To visualize multiple metrics in the same Sankey-diagrams we adjusts the luminance of the color for different metrics.  
We are using QueryFlow to identify if we have stale statistics and where it was originated. 
The corresponding Sankey that represents the estimated cardinality compared to the actual cardinality can be seen in the next cell, but to make it work without generating the database we will use a mock.

In [None]:
con_str = 'postgresql:///etrabelsi_thesis'
with create_engine(con_str).connect() as con:
    execution_plan = con.execute("UPDATE crew set title_id=title_id")
query_renderer = QueryVizualizer(parser=PostgresParser())
query ="""
SELECT titles.title_id
FROM titles
INNER JOIN crew ON crew.title_id = titles.title_id
INNER JOIN people ON people.person_id = crew.person_id
WHERE genres like '%Comedy%' 
  AND name in ('Owen Wilson', 'Adam Sandler', 'Jason Segel')
"""
flow_df = query_renderer.get_flow_df(query, con_str=con_str)
query_renderer.vizualize(flow_df, title="Bad estimation for query 1", metrics=["actual_rows", "plan_rows"], open_=False)

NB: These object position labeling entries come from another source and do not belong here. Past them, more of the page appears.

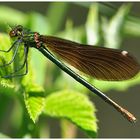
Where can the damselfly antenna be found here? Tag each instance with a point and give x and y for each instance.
(98, 62)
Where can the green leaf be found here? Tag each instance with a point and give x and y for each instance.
(11, 16)
(113, 31)
(74, 106)
(3, 135)
(34, 101)
(38, 23)
(92, 25)
(58, 9)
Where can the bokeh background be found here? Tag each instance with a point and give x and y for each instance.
(63, 16)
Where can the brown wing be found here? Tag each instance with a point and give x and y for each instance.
(101, 63)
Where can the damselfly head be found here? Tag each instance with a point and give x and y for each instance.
(16, 31)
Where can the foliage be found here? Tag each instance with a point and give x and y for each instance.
(47, 94)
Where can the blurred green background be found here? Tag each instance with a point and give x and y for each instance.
(115, 25)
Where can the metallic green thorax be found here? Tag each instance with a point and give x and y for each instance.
(25, 35)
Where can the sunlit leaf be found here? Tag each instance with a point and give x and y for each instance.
(113, 31)
(92, 25)
(34, 101)
(74, 106)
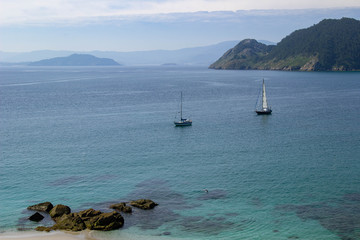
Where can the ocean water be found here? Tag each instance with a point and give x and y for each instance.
(89, 137)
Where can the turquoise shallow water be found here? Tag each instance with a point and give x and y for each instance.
(88, 137)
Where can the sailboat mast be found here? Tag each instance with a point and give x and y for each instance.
(264, 101)
(181, 107)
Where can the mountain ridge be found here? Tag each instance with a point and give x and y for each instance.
(203, 55)
(330, 45)
(75, 60)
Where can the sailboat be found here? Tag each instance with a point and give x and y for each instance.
(183, 121)
(265, 109)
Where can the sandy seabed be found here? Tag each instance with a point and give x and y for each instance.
(86, 235)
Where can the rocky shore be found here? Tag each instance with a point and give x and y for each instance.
(89, 219)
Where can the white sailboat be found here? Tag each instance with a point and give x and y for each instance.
(183, 121)
(265, 109)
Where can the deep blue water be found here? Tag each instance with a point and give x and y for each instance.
(88, 137)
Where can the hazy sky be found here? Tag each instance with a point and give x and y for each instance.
(124, 25)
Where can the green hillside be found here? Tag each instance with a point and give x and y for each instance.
(331, 45)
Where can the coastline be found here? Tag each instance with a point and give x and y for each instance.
(54, 235)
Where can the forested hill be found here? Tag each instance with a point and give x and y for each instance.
(331, 45)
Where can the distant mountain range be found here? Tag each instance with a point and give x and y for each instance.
(187, 56)
(76, 60)
(331, 45)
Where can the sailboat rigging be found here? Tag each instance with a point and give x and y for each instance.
(265, 109)
(183, 121)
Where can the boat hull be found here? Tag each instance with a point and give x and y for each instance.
(263, 112)
(183, 123)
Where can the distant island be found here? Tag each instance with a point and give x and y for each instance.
(76, 60)
(331, 45)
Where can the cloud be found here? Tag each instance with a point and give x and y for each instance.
(75, 11)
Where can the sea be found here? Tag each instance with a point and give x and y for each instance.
(88, 137)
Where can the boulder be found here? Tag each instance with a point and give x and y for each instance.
(144, 204)
(70, 222)
(106, 221)
(42, 207)
(121, 207)
(36, 217)
(43, 229)
(59, 210)
(87, 219)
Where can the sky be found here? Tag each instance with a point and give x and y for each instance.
(137, 25)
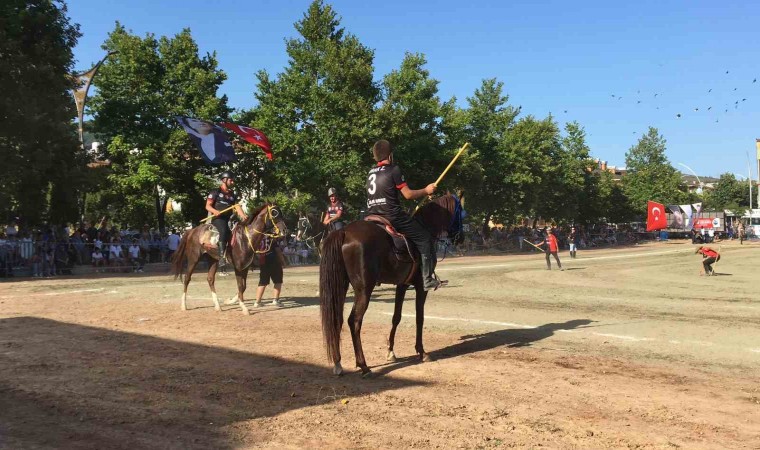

We can see that each metric gets its own color; the darker gray represents the actual_rows metric and the darker lighter gray represents the plan_rows metric. 

We can see  that the optimizer was way off for the Crew scan, as the light gray edge is much thicker than the darker one. The reason the optimizer estimation is skewed is due to PostgreSQL’s mechanism for deleting and updating records. When an update or a delete occurs, it does not create extra space in the system. PostgreSQL rather flags these tuples as “dead tuples” and to remove those, one needs to use the VACUUM clause. 

We can clean the dead tuple in the Crew relation using the vacuum command only on the Crew relation. The vacuum query can be seen in the next cell. 


In [None]:

engine =  create_engine(con_str)
connection = engine.raw_connection()
connection.set_isolation_level(ISOLATION_LEVEL_AUTOCOMMIT)
cursor = connection.cursor()
cursor.execute("VACUUM FULL crew")

To confirm that the optimizer statistics are up to date, we use QueryFlow to visualize the cardinality again. The corresponding Sankey that represents the estimated cardinality compared to the actual cardinality after the vacuum command can be seen in the next cell.

In [None]:
flow_df = query_renderer.get_flow_df(query, con_str=con_str)
query_renderer.vizualize(flow_df, title="Bad estimation for query 1", metrics=["actual_rows", "plan_rows"], open_=False)

We can immediately see  that the Crew scan is no longer skewed as it used to be, as the darker and lighter edges of the Crew sub-expression are proportional.